Why API Monitoring?
The Problems at the coalface
We regularly get the question: why should I monitor my APIs? After all, we’ve had REST APIs for a long time now, relatively speaking and we have a variety of solutions in place for IT monitoring – whether it’s a cloud server monitoring, a stack monitoring solution like New Relic or App Dynamics, or the logs from your gateway.
So why do you need something else to do it?
It’s a good question. But the answer is simple, and still comes as a shock to us when we look at some of the APIs provided by large, public, organizations – and we see that they’re doing things that should be picked up by other tools, or just have implemented solutions that would have been problematic at the birth of the API economy, five or more years ago are still going on.
To illustrate this, we were looked at some APIs provided by the government agencies of a G20 country that is recognized as one of the world leaders in digital government and a set of APIs provided by 9 different blue chip, Fortune 500 organizations which all do essentially the same thing – return data on branch locations. We didn’t do a deep survey. This was a high-level look to generate some data for interested parties.
Here are some of the things we found. They emphasize why organizations need to get on top of APIs – and not just unit test them. They also need to make sure that the APIs you make public work as you have documented them and continue to work.
The Simple Stuff
If your API has security, then in 2018 we see no reason why you would have the API key as a URL parameter, and not in the header being handled as a HTTP call.

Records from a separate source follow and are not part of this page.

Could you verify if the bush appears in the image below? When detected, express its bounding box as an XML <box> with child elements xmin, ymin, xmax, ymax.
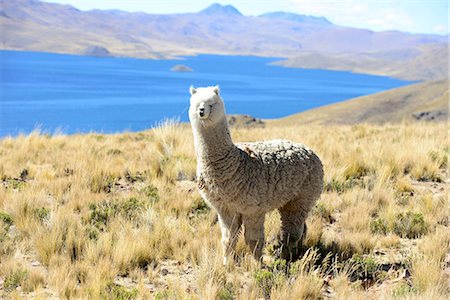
<box><xmin>312</xmin><ymin>203</ymin><xmax>334</xmax><ymax>223</ymax></box>
<box><xmin>102</xmin><ymin>282</ymin><xmax>138</xmax><ymax>300</ymax></box>
<box><xmin>140</xmin><ymin>184</ymin><xmax>159</xmax><ymax>204</ymax></box>
<box><xmin>393</xmin><ymin>211</ymin><xmax>428</xmax><ymax>238</ymax></box>
<box><xmin>3</xmin><ymin>270</ymin><xmax>28</xmax><ymax>292</ymax></box>
<box><xmin>370</xmin><ymin>218</ymin><xmax>388</xmax><ymax>234</ymax></box>
<box><xmin>0</xmin><ymin>211</ymin><xmax>13</xmax><ymax>226</ymax></box>
<box><xmin>253</xmin><ymin>269</ymin><xmax>275</xmax><ymax>297</ymax></box>
<box><xmin>348</xmin><ymin>254</ymin><xmax>381</xmax><ymax>282</ymax></box>
<box><xmin>89</xmin><ymin>197</ymin><xmax>145</xmax><ymax>230</ymax></box>
<box><xmin>34</xmin><ymin>207</ymin><xmax>50</xmax><ymax>222</ymax></box>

At the very least, HTTPS should be a must. There’s certainly not a lot of point in implementing key-based security, only to make your users pass the keys around the internet without encryption.
Is that ACTUALLY a parameter – or not?
In the documentation, there is a parameter called “datatype.” You set it to define whether you want JSON or XML. We were interested to find that in some cases, an API call worked with the parameter set to /datatype/ (it returned XML) – but in other cases, it returned a 4XX error.
Conducting this type of “fuzzing” on your APIs – as deployed – spots a bunch of these edge cases.
What does that mean? Helpful or unhelpful errors.
In another API, we found that if you made a call in the way the documentation said you could, it would throw an error – in this case, a 4XX. It turned out that there was a missing a mandatory parameter that wasn’t documented. The really helpful part was the error itself, which was contained exactly 2 bytes of error message
 ,- yes, brackets, that’s all…
It took some trial and error to get an actual working call.
Document what you provide – not what you wrote down
In many instances, the API calls as written down in the web documentation simply didn’t work, returning a range of 5XX and 4XX when input EXACTLY as defined in the documentation. There were no useful errors, and no clue as to why they weren’t working.
In one case, the call returned a 500 error with a confirmation of a GZIP taking place. But the GZIP package that was returned was unreadable. This made us think the API didn’t work, but giving us, as a user, no firm idea about what to do next.
The Not So Simple
Here we have the performance of 14 different APIs from 14 different providers. To make this valid we did some work first:
- All 14 are of similar sizes, all Fortune 500 companies
- The sample covers the same period of time, 1 month
- The locations the APIs are called from the same set of locations and clouds (AWS, Amazon, Google and IBM)
- The content retrieved is similar in nature
- There is no security for the API call, so no effects in the gateway to slow things down
What do assumptions do?
There’s a famous saying about assumption about assumptions and in the case of APIs it’s true. Here’s what we assumed we would observe.
- The APIs would be largely similar in performance
- There would be a correlation between the size of the returned content and the speed
- The impact of networking effects from the major clouds would be neligable
As we can see from the graph, none of those held up under analysis. There’s a wide difference between the fastest and the slowest, even if we take into account content size with more than a 200ms difference between APIs returning similar quantities of data.
Even though the data is meant to be largely the same, and on inspection has all the same fields, some providers don’t populate all the fields, even though, in this case, we assume that some of them do have the data on accessibility, for example.
Finally, there remain significant differences in networking impacts on APIs – the fastest performing service took 10% of the time to handle DNS lookup than the slowest. Looking deeper into the DNS look up data, it was clear that the worst performing APIs had significant DNS registry problems with 3 of the 4 major clouds that were adding significant delays to all transactions.
What this means for monitoring?
- You can’t rely on any single product or source. You might have blistering fast search look up times on your server, but if your DNS settings or registrations aren’t working with more than half the cloud services on the planet, your customers will have a poor performance.
- A bad update to an API can take down all the users without anybody be any the wiser.
- Looking only at your services, which may be up, won’t spot if a specific backend service has stopped communicating correctly or if your load balancer is down
- Mis-set thresholds for alerting could leave you down for large chunks of the day and be hard to spot except for long, slow, crawls through thousands of Splunk records
We’re not saying you have to use our product, but if you do provide, or consume APIs, you do have to have something that tells you how they’re really working, and not just how you think they do.